All in all, typical IT.
 
I coordinate and manage all Environmental regulatory compliance necessities and associated internal activities, track and compile all necessary data, schedule required testing and file all reports with state and federal regulatory entities for a facility that is owned by the largest foundry organization in the world.
 
Were you in Monterey? I spent a lot of time there, Russian Linguist.

My sister and her husband were both Russian linguists. They were in Monterrey around the 92-93 time period if I remember right. Brother went there too but never finished. Apparently assigning someone with minor dyslexia (dysgraphia specificall) Hebrew isn't conducive to success. He was there 96-97 I think.
 
Software Engineer, I work on one of if not the most widely used Open Source database servers in the world. Chances are that every one of you has executed my code in some fashion, particularly if you shop online or use any social media.
 
I used to be a civil engineer (still am I guess) designing water resources structures and making sure places don't flood when it rains. Probably the coolest thing I did as a civil engineer was to check the paint thickness on the inside of a water tower to make sure it was thick enough to prevent rusting.
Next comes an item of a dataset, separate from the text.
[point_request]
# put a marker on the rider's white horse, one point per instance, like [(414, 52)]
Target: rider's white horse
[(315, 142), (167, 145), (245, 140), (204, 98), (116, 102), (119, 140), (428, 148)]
Got bored of that and went into quantitative finance. I used to build asset pricing models for fixed income securities, derivatives and options. I currently build credit pricing models for mortgage-related products. I work for a bank considered too big to fail.
 
I don't want to sell anything, buy anything, or process anything as a career. I don't want to sell anything bought or processed, or buy anything sold or processed, or process anything sold, bought, or processed, or repair anything sold, bought, or processed. You know, as a career, I don't want to do that.
 
I'm a career Paramedic and have worked in healthcare for the past 25 years and currently a night shift operations supervisor for a small crew of 18 medics and EMT's. My main focus is ambulance and 911 dispatch operations for a county of just under 90k during the night shift hours. Secondary duties are endless, but I handle all PR and large scale event and MCI planning that goes on in our county.

I'm fortunate to have a good shift of employees who gets along well with each other. EMS can be a very demanding job where you often question your sanity for choosing it as a career. My payday is not the money, the benefits, or the uniform, but rather the handshake and the occasional sincere thank-you we get from our patients or their family. There is very little reward in this type of work, so we all strive to make a positive difference to those who call us for help.

KT

Good to see some other EMS folks on here. I have been a Paramedic since 03 and am currently the QA manager for an 911 ambulance company in the SF bay area that runs about 40K calls a year . I was a field supervisor for a number of years before I got promoted. EMS is a crazy job, you get to see the worst society has to offer along with LE and the Fire Departments. A very hard but also very rewarding at times. I feel your pain on secondary duties being endless, i get bombarded all the time with the operational overflow stuff that operations is too busy for.
 
In high school and college I worked for my family's jewelry shop. I repaired Jewelry and even made custom stuff for my then girlfriend (now wife). I loved that job.
 
In reality, I am also an attorney. But a very different kind of attorney. I am a dual licensed attorney and CPA. I spend most of my time helping people buy or sell businesses.

Oh, and I am also the CFO of a privately owned manufacturing business that has been around since the 1960s.